Overall, The Vanishing Act of Esme Lennox is well-written, but incredibly haunting rather than enjoyable. It’s one I see myself remembering instead of rereading. Even if this book goes to the sale pile, which it still might, I highly recommend it.

Published in: on November 12, 2012 at 3:53 pm  Leave a Comment  
Tags: ,

Nor Evil Dreams

I really wanted to like Nor Evil Dreams, by Rosemary Harris (this one, not the actress or current mystery author). I got it for a quarter several years ago at the Brookline Library sale shelves because it was advertised as “A Simon and Schuster Novel of Suspense” and I’ve always seen myself as a repository for old gothic and suspense books. In this case “old” means 1968 rather than historical.

nor evil dreamsPrudence Brenning and her housemate Victoria are teachers at a private school in London. Though Prue is a new hire, she has heard about the anti-Semitism that happened a year or two before. Now, however, it seems to be flaring up again. Then the local temple burns down, killing the rabbi’s son. To make matters worse, Prue accidentally left her recorder for recitations on in the library common room and taped a conversation implying that the fire was intentional. Unsure of what to do, she takes the tape to history teacher and Holocaust survivor Mark Bronov.
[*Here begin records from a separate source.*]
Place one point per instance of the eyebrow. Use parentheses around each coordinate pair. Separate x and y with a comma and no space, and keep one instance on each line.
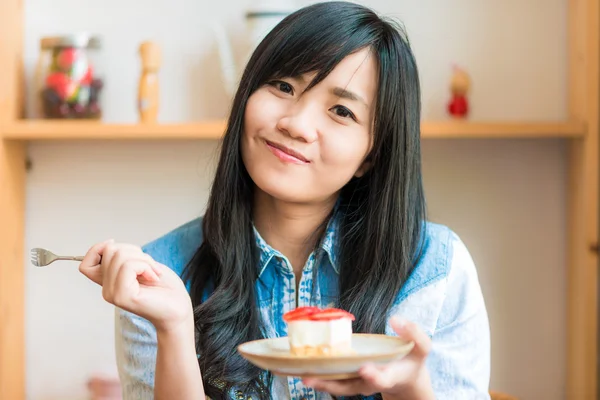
(346,94)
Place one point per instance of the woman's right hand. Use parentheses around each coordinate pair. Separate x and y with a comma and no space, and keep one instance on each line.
(135,282)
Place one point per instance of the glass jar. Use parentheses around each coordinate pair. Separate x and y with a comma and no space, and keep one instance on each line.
(68,85)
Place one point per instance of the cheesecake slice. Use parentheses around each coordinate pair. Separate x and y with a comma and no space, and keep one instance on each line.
(319,332)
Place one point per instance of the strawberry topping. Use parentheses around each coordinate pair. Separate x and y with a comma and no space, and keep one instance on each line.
(316,314)
(300,313)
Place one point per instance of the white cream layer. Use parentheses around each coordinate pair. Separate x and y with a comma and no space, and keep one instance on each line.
(317,333)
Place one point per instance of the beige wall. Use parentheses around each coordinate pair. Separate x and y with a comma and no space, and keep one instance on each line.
(505,198)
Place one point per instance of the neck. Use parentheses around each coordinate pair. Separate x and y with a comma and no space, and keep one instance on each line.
(291,228)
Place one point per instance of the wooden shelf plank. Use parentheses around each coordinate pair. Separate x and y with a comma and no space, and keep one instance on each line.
(92,130)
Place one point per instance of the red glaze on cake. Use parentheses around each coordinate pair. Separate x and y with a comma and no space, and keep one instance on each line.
(314,331)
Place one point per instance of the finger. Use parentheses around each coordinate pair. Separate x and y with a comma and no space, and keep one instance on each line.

Prue is already half in love with Mark, despite the age difference and his reclusive nature. At her urging, he tells her about his experiences in the concentration camp and his power struggle with a sadistic German officer, who escaped when the Allied forces arrived. It is this officer, Max, who may be the man mentioned in the tape, come back to hunt him down.

Mark insists on a lot of secrecy, but someone still seems to be after Prue; one day, when home sick from school and sleeping, she is almost strangled. Eventually she and Mark are quietly married and she moves in with him, which brings its own set of problems. The suddenness of the affair drives a wedge between Prue and Victoria. Mark has recently brought his orphaned nephew Janni back from abroad, a surly teenager whom Prue believes hangs out with an anti-Semitic crowd. A strange old man is hanging out around the house. Something is wrong that Prue can’t quite put her finger on.

And then!


So. Turns out that Mark is actually Max, the Nazi officer who took the identity of one of the prisoners in order to escape without punishment. He and his friends were responsible for the temple fire. He killed the old man, the real Bronov, for fear he would be revealed. But he loves Prue and is changing his ways, really. And Prue, still loving him despite her horror at his murdering ways, is thisclose to running off with him to South America like he asks, so she shoots and kills him. And serves a short prison sentence because she believes herself guilty. And plans to bring up the child she carries alone to try to make amends for both herself and Mark/Max.


It’s probably very telling that I had to start another book very soon after finishing this one, that it showed up briefly in my dreams that night, and that I’m shuddering now even writing about it. I’m not sure why it affected me so strongly. I was trying to tell my mom about it, and she said it sounded like it was very well-plotted. It is! It’s just rubbing me the wrong way.

The stubborn part of me is still having trouble putting the book in the sale pile, especially since I still have one other by her (The Double Snare). And I guess I’ll read it at some point. But it concerns amnesia and maybe a slight political subplot, and I think there are lots of other books that I would like to read first.

Has a book ever affected you in a negative way. more than just dislike?